Thank you very much for reading

Walter Thompson
Editorial Manager, TechCrunch+
@your main actor

Failures are valuable IP: Protect your startup’s negative business secrets

A close-up photo of a broken egg with a brown shell on a white background

Image Credits: Time 10 (Opens in a new window) / Getty Images

Patent applications and GitHub Codespaces are obvious intellectual assets, but they’re embarrassing mistakes and dead ends that every company faces.

Opponents can learn a lot from your failed A/B tests, failed email campaigns, and wasted engineering cycles, Eugene Y. Marr and Thomas J. Pardini is an attorney with Farella Brown + Martell LLP in San Francisco.

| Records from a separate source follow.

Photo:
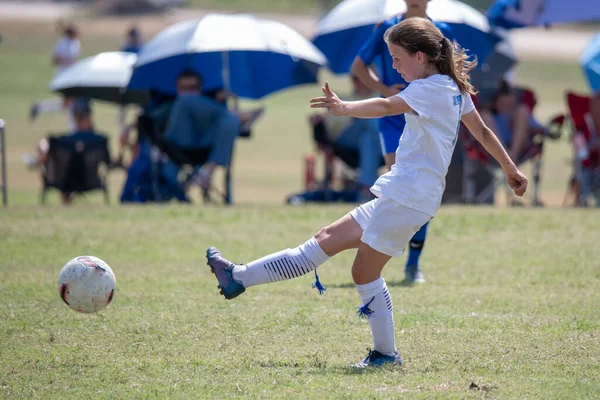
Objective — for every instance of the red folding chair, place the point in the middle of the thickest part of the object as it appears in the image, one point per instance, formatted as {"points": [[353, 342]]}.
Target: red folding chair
{"points": [[477, 155], [585, 141]]}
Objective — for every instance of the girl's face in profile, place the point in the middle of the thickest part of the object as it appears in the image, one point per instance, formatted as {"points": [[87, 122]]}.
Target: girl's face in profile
{"points": [[410, 66]]}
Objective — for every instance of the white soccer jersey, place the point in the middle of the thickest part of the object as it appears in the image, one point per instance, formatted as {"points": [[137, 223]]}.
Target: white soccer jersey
{"points": [[418, 178]]}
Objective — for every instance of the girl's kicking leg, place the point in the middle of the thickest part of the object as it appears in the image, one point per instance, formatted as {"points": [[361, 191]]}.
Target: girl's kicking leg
{"points": [[376, 306], [233, 279]]}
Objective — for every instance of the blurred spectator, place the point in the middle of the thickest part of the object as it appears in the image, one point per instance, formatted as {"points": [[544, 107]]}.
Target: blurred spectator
{"points": [[151, 176], [595, 114], [132, 44], [511, 119], [66, 52], [84, 132], [197, 124], [133, 41], [354, 134]]}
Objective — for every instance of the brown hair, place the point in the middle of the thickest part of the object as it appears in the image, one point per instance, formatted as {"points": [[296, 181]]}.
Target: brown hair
{"points": [[420, 34]]}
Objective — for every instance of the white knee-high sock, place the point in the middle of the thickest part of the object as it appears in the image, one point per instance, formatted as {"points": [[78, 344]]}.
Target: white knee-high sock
{"points": [[286, 264], [377, 308]]}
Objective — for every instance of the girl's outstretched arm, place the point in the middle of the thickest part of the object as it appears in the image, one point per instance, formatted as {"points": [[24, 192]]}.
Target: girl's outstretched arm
{"points": [[370, 108], [484, 135]]}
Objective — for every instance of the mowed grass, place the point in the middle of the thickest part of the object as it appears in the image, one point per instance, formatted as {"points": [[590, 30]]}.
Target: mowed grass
{"points": [[510, 305]]}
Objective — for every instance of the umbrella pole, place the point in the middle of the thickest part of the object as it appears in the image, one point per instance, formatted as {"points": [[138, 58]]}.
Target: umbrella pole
{"points": [[225, 70], [3, 163], [227, 87]]}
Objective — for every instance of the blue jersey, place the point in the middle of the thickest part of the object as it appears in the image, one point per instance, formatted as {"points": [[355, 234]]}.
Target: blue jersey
{"points": [[375, 51]]}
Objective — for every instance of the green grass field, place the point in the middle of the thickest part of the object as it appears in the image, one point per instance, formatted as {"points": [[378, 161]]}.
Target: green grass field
{"points": [[511, 305], [509, 310]]}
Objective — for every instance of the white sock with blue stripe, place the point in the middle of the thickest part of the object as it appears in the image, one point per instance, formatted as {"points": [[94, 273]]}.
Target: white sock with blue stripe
{"points": [[286, 264], [377, 308]]}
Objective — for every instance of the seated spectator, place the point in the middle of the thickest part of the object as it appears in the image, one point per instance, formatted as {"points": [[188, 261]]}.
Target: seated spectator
{"points": [[197, 124], [133, 41], [511, 119], [150, 176], [84, 132], [66, 52], [247, 117], [355, 134]]}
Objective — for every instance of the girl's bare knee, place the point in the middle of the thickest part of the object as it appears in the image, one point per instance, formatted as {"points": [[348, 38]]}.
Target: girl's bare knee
{"points": [[323, 234]]}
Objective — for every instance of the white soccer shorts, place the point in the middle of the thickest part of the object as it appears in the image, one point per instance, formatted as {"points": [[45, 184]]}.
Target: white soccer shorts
{"points": [[387, 225]]}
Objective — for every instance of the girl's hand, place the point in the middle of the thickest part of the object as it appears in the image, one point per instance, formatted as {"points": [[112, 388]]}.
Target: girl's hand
{"points": [[517, 181], [331, 102]]}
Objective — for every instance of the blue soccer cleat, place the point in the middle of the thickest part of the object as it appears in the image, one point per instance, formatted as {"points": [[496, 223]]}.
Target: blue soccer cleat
{"points": [[377, 359], [223, 270]]}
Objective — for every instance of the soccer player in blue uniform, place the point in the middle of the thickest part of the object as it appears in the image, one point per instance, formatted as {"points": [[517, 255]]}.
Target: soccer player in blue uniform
{"points": [[389, 83]]}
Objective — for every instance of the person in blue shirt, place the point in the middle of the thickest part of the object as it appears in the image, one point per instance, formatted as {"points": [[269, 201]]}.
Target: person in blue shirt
{"points": [[389, 83]]}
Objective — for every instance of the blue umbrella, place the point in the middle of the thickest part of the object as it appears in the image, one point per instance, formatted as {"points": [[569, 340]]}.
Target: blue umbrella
{"points": [[249, 56], [590, 62], [522, 13], [341, 33]]}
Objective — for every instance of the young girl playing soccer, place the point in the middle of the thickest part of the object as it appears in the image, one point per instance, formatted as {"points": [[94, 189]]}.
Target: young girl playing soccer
{"points": [[436, 101]]}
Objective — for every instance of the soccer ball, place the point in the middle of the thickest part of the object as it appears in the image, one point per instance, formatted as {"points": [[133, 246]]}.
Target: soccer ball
{"points": [[86, 284]]}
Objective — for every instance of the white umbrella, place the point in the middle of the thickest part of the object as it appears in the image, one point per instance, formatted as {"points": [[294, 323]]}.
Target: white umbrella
{"points": [[104, 76], [250, 56]]}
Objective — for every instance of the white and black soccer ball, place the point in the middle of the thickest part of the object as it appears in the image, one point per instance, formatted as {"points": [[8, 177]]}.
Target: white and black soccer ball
{"points": [[87, 284]]}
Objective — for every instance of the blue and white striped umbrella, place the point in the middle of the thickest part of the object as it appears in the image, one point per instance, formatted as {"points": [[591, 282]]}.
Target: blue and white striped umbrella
{"points": [[590, 62], [250, 56], [341, 33], [522, 13]]}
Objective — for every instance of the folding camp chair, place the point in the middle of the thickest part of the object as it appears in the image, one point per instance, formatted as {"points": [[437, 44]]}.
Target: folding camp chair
{"points": [[586, 161], [76, 166], [533, 152], [332, 152], [189, 162]]}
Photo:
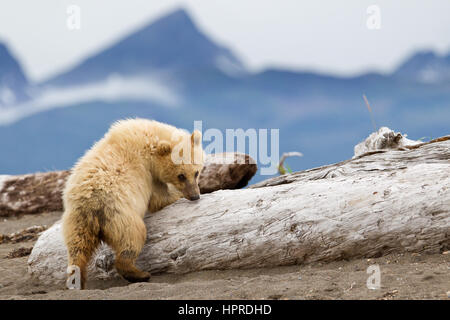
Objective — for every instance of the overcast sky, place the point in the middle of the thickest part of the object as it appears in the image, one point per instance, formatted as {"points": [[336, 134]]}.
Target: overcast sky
{"points": [[326, 36]]}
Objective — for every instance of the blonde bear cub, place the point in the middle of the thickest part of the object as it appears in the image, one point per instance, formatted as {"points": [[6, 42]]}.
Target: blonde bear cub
{"points": [[129, 171]]}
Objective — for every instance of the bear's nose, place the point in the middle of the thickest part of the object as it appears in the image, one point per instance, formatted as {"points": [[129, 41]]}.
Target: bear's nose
{"points": [[193, 198]]}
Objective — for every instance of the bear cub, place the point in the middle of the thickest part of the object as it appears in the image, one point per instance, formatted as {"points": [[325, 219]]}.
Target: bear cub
{"points": [[138, 166]]}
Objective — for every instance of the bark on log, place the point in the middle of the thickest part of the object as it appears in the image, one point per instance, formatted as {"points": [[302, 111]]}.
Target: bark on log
{"points": [[42, 192], [379, 203]]}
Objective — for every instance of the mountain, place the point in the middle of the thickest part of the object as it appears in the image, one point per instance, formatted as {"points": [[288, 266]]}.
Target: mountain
{"points": [[320, 115], [171, 44], [13, 83], [425, 67]]}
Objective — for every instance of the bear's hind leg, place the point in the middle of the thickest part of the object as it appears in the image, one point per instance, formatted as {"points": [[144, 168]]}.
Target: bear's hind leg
{"points": [[81, 238], [126, 235]]}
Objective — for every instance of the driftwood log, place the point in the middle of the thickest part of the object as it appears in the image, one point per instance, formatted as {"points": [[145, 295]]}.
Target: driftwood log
{"points": [[381, 202], [42, 192]]}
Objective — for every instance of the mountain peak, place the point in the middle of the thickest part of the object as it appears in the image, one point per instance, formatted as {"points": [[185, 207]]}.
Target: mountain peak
{"points": [[13, 82], [425, 67], [171, 43]]}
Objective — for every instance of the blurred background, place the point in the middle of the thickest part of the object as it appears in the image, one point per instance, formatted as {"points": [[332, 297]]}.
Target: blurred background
{"points": [[68, 69]]}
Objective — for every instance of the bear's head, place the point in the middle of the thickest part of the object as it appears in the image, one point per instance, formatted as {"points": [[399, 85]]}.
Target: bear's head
{"points": [[180, 162]]}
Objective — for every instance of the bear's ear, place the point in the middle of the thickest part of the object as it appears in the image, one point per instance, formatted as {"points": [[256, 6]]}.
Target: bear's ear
{"points": [[196, 138], [163, 148]]}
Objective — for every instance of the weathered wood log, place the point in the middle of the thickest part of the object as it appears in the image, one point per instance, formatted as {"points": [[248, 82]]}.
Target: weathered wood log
{"points": [[379, 203], [42, 192]]}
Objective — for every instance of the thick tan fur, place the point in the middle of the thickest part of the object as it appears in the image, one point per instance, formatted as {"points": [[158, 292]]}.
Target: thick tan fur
{"points": [[112, 186]]}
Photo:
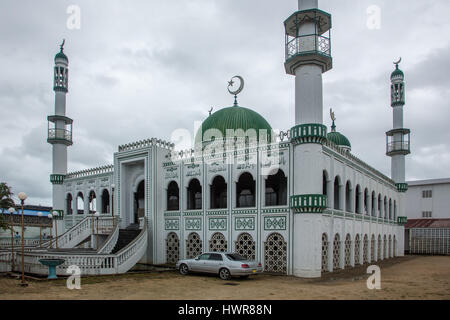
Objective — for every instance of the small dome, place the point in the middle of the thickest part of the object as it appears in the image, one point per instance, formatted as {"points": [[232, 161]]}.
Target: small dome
{"points": [[338, 138], [62, 56], [397, 73], [235, 118]]}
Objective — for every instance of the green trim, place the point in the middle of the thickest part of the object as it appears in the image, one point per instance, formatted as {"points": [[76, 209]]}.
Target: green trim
{"points": [[57, 178], [309, 203], [402, 220], [309, 133], [244, 223], [402, 187]]}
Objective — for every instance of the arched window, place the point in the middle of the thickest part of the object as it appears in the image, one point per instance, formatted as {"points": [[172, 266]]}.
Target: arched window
{"points": [[80, 203], [139, 202], [245, 191], [348, 197], [380, 205], [92, 202], [366, 201], [173, 197], [69, 204], [219, 193], [390, 209], [374, 199], [358, 199], [336, 196], [105, 201], [194, 197], [276, 189]]}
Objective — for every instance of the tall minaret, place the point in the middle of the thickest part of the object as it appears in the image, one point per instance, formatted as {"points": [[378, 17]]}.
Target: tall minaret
{"points": [[60, 131], [308, 55], [398, 139]]}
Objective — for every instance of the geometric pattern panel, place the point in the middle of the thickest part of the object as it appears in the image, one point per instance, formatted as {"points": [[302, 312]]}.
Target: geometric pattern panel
{"points": [[193, 224], [244, 223], [336, 252], [193, 245], [366, 250], [172, 224], [172, 248], [246, 247], [324, 253], [217, 224], [274, 223], [348, 251], [275, 254], [218, 243], [357, 249]]}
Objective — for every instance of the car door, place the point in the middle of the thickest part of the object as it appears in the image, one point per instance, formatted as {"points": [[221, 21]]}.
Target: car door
{"points": [[214, 263], [198, 265]]}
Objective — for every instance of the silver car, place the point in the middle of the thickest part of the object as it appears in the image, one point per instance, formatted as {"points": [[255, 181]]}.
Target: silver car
{"points": [[225, 264]]}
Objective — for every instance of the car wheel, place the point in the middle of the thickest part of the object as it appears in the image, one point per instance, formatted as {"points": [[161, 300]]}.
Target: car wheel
{"points": [[224, 274], [184, 270]]}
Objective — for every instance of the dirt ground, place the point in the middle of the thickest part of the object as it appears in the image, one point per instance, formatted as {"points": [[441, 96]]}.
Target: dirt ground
{"points": [[410, 277]]}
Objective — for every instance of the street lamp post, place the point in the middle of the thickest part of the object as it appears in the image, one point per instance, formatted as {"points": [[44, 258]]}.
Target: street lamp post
{"points": [[55, 215], [11, 211], [50, 216], [96, 237], [23, 197], [40, 214]]}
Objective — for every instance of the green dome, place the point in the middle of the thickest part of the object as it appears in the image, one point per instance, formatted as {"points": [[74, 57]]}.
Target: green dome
{"points": [[339, 139], [235, 118]]}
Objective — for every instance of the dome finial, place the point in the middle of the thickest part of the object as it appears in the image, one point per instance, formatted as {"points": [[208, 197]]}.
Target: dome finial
{"points": [[236, 92], [62, 45], [397, 63], [333, 118]]}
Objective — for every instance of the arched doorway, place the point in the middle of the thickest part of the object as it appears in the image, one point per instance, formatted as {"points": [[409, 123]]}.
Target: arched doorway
{"points": [[245, 246], [139, 202], [275, 254], [172, 248]]}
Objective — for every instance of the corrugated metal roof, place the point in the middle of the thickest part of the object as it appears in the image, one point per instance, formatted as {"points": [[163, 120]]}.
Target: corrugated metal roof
{"points": [[427, 223]]}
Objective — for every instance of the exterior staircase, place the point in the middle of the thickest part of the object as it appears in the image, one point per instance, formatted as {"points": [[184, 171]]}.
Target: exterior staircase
{"points": [[119, 253]]}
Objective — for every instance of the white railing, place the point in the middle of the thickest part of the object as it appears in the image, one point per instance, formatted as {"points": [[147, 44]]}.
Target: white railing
{"points": [[89, 264], [111, 241]]}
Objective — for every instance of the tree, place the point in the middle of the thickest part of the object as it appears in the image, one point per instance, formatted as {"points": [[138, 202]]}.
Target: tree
{"points": [[6, 202]]}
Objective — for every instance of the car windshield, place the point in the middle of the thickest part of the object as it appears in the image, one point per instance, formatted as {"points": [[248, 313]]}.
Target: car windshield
{"points": [[235, 257]]}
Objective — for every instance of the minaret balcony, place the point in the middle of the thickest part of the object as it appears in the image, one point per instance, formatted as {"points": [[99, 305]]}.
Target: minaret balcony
{"points": [[398, 142], [308, 40], [59, 136]]}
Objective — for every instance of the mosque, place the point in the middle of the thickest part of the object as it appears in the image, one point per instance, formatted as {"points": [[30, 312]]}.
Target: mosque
{"points": [[297, 201]]}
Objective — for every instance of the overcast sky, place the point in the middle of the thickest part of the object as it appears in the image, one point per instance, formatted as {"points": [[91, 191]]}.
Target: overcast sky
{"points": [[142, 69]]}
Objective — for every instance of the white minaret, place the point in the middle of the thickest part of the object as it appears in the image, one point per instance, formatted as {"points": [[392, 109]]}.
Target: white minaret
{"points": [[60, 133], [308, 55]]}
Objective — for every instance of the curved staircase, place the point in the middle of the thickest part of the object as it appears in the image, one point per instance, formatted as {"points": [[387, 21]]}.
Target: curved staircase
{"points": [[119, 253]]}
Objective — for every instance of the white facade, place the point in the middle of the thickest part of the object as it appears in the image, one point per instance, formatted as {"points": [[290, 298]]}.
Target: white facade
{"points": [[428, 199], [331, 210]]}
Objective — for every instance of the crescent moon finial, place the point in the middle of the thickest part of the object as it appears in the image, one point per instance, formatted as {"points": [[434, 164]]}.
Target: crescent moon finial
{"points": [[398, 62], [239, 90]]}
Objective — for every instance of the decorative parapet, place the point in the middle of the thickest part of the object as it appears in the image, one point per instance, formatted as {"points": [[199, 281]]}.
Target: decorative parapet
{"points": [[402, 187], [90, 172], [309, 203], [57, 178], [309, 133], [346, 154], [146, 143], [402, 220]]}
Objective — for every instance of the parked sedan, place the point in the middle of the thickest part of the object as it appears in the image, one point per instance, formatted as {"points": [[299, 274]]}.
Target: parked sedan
{"points": [[225, 264]]}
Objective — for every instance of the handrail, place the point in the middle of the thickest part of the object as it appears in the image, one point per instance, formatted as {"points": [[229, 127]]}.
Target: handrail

In this post, they offer advice on protecting your “negative knowledge,” including general tips for defining and managing trade secrets.

A VC look at deep tech fundraising in Q1 2023

A cave full of technology

Image Credits: Xi Huo (Opens in a new window) / Getty Images

I learned something today: successful deep tech startups and SaaS companies generally reach billion dollar valuations in the same timeframe.

“It took $115 million and 5.2 years for a mid-sized tech startup to become a unicorn,” said Karte Madasami, managing partner at MFV Partners.

New companies in this sector raised around $600 million last year, down significantly from $800 million in 2021. But according to Madasami, recent developments in climate control, automation and space are some of the areas that have piqued investor interest this fall.

“As big exits become more difficult to realize in the coming years, technologies in deep tech will offer some unique paths to ’10x exits’ that will transform entire industries.”

4 Investors Discuss the Next Big Wave for Alternative Seafood Startups

Image Credits: Ariy Ivory/Wild Type

There’s a lot of hype surrounding plant-based burgers and nuggets, but alternative seafood products are currently attracting more attention — and funding — from investors.

“In the first half of 2022, more than $178 million went into alternative seafood, and the market value is set to reach $1.6 billion over the next 10 years,” reports Christine Hall.

To learn more about this growing space, Christine surveyed four investors to get their thoughts on regulation, the “unique challenges” companies face, and how they’re approaching growth and risk.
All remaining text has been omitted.